From this morning's Chicago Sun-Times:
While Chicago politicians debate the big-box ordinance, suburban officials say they are thrilled to collect Wal-Mart Stores' hefty tax dollars, and they express no qualms about the wages Wal-Mart pays.
Indeed, suburban leaders say Wal-Mart has helped invigorate once-moribund shopping centers because other retailers are eager to open near a Wal-Mart. Two shuttered Montgomery Ward department stores now house thriving big-box retailers as a result of Wal-Mart's entry into north suburban Niles and south suburban Lansing, officials said.

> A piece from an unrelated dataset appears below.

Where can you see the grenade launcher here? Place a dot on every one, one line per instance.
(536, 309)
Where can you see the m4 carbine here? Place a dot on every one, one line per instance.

The Austin community on Chicago's West Side is counting on a new Wal-Mart store to help boost its fortunes, too. Wal-Mart has already hired more than 400 of the 500 employees who will work at the store at 4650 W. North Ave., site of a long-abandoned manufacturing plant. The store is scheduled to open Sept. 19.
But Wal-Mart has put off plans to build 20 more stores, most of them SuperCenters that sell groceries, inside Chicago's city limits in the next 10 years until the big-box ordinance's fate is decided.
The under-construction Niles Wal-Mart, pictured, that border suburb's second, is two miles from Chicago's city limits. It opens on October 18, I plan to be there for the grand-opening.
The other Wal-Mart in Niles is a half mile from the City.
In Chicago, 2.25 percent of most retail sales goes to the City. The "big box" living wage" ordinance, unless vetoed by Mayor Daley, will probably mean 8,000 fewer jobs for Chicago residents. Wal-Mart is looking to build these SuperCenters in inner-city neighborhoods, where there is a paucity of decent retail shopping.